Today's Scintilla prompt asks: List the tribes you belong to: cultural, personal,
literary, you get the drift. Talk about how the experience of being in your
element with your tribe.
You totally know when you’re with your tribe,
don’t you? You feel looser, happier, energetic. You feel surrounded by love.
Support. You feel right.
This is another Scintilla prompt that reminds me
how lucky I am, because I am card-carrying member of some pretty amazing
tribes.
My family.
The only person in my family I speak with (or really, email with) several times a week is my
mother. I usually see my brother once a week, maybe, and exchange some texts and FB messages. My two sisters, every
once in a while, my nieces and nephews, on holidays and birthdays…you get the
drift. It’s not like we’re all coming together for Sunday dinner every week. But
what I know is this: they are there for me. I am there for them. Whenever
something hard hits our family – and it has, it has – we are there for each
other, hardcore.
My friends. Well. I’ve talked about core
group of friends an awful lot on this blog, haven’t I? My tribe I’ve been
besties with for over 30 years now. I might as well have put them up there with my
family, for how close they are to me. And am so lucky to add so many other
fabulous people to my friend tribe – from work (present and past), my fellow happy-hour loving
moms, from college, etc. I am lucky lucky lucky.
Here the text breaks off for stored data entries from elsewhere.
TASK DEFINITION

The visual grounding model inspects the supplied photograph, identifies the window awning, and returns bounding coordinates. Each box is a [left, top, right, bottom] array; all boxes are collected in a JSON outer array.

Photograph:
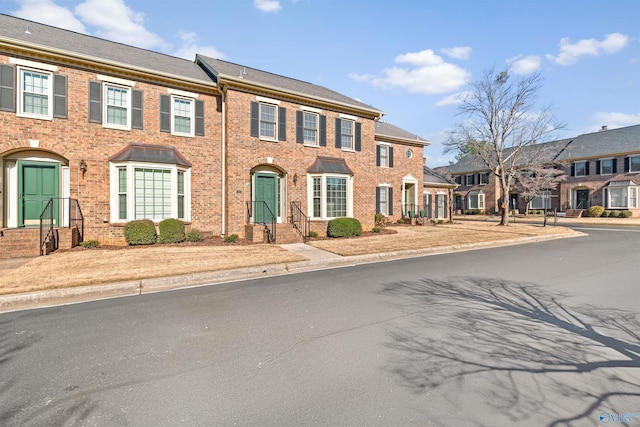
[[307, 156, 353, 175], [606, 180, 634, 187], [109, 143, 191, 167], [468, 189, 484, 195]]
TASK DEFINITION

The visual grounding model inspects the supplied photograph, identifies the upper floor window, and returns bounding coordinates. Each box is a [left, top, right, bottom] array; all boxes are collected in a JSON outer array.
[[465, 174, 475, 186], [0, 60, 67, 120], [302, 111, 318, 145], [160, 91, 204, 137], [629, 156, 640, 173], [377, 144, 394, 168], [597, 158, 617, 175], [251, 99, 286, 141], [573, 161, 588, 177], [335, 116, 361, 151], [89, 76, 142, 130], [479, 172, 489, 185]]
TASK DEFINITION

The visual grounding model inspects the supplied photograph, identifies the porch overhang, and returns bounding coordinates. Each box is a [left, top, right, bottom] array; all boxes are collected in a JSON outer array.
[[307, 156, 354, 176], [109, 143, 191, 167]]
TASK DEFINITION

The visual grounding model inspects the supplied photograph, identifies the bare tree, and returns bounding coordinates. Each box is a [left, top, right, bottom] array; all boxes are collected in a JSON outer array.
[[513, 165, 567, 215], [445, 67, 565, 225]]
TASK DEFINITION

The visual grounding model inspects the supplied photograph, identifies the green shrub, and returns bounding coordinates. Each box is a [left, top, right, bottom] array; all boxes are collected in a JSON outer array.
[[610, 210, 621, 218], [374, 213, 386, 227], [586, 205, 604, 217], [327, 217, 362, 238], [80, 240, 100, 249], [185, 229, 203, 242], [622, 210, 633, 218], [437, 219, 444, 224], [465, 209, 481, 215], [158, 218, 185, 243], [372, 226, 381, 233], [308, 231, 319, 238], [124, 219, 157, 245], [397, 219, 404, 224], [224, 234, 239, 243], [601, 210, 611, 217]]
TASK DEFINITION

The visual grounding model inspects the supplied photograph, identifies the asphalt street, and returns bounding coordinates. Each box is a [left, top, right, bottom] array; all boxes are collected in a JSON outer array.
[[1, 226, 639, 426]]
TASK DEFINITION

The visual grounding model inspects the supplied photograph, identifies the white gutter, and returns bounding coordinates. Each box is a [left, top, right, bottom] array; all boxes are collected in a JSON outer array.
[[218, 84, 227, 238]]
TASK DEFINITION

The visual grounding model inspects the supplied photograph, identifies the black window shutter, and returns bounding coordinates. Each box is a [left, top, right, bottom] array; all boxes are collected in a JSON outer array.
[[250, 102, 259, 137], [471, 175, 475, 185], [389, 147, 394, 167], [53, 74, 67, 119], [0, 64, 15, 112], [296, 111, 303, 143], [585, 161, 590, 175], [375, 188, 381, 213], [570, 163, 575, 177], [612, 158, 618, 174], [131, 90, 143, 129], [319, 115, 326, 146], [376, 145, 381, 166], [624, 157, 630, 172], [278, 107, 286, 141], [388, 187, 394, 216], [335, 118, 342, 148], [160, 94, 171, 132], [596, 160, 601, 175], [355, 122, 362, 151], [195, 100, 204, 136], [88, 81, 102, 123]]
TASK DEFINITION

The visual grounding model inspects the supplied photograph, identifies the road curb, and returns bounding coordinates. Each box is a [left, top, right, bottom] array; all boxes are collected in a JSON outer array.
[[0, 231, 583, 313]]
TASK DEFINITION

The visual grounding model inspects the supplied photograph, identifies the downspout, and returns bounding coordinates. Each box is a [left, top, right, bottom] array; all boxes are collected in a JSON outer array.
[[217, 84, 227, 237]]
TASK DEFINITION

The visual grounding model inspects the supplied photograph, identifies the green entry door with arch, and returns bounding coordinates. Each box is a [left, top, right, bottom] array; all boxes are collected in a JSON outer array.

My book club: OK, OK, so my book club is
also made up of my friends. But I love it, OK? We’ve been going for well over
two years now, and one thing that I am always excited about is my next book club
meeting. We take it seriously, y’all. We theme the snacks around the book, we
have printed out lists of questions, an order in which we answer them – oh yes.
It’s nerdtacular.
My theater
peeps: I mean, really. Can I even express how much I love doing shows? I
think I expressed myself best about it in one of my favorite posts ever here – and the fact that another show is brewing
next month has got me very excited. I have a need to be with my theater
peeps sometimes. If I don’t address that part of myself, I start to get
itchy.
I love the
idea of tribes, and I feel extremely blessed to be included in my own
5 comments:
I read another prompt response earlier today about how lonely motherhood can be... and reading this, I am so soul-happy to know that you have such a strong network of love around you. You said it right in your opening--you feel right when you're with your tribe. And I think the title works VERY well.
I just realized I've been with my book club for twelve years. TWELVE YEARS. My book club is older than my kids. Amusingly enough, I just commented on another blog, though, about the fear that trying to combine my book club tribe with my day-to-day movie-night babies-at-the-same-time girl tribe would result in some kind of epic disastrous chemical reaction. Some tribes beg for combination - some not so much, am I right?
A lot of the responses to this prompt have been about how the author doesn't feel like they fit into any particular tribe or how they fit into a large overarching tribe. This post talks about the close-knit personal tribes you are part of and I love it for that and love that you are not alone at any turn.
I love this. I knew your response would be that of strength and you would be writing about the people you surround yourself with because you are such a wonderfully social and happy person. I love this. It makes my heart happy that YOU have this in your life.
i'm totally shocked you made it through an entire post that had the word TRIBE in the prompt, and you didn't even mention Survivor once.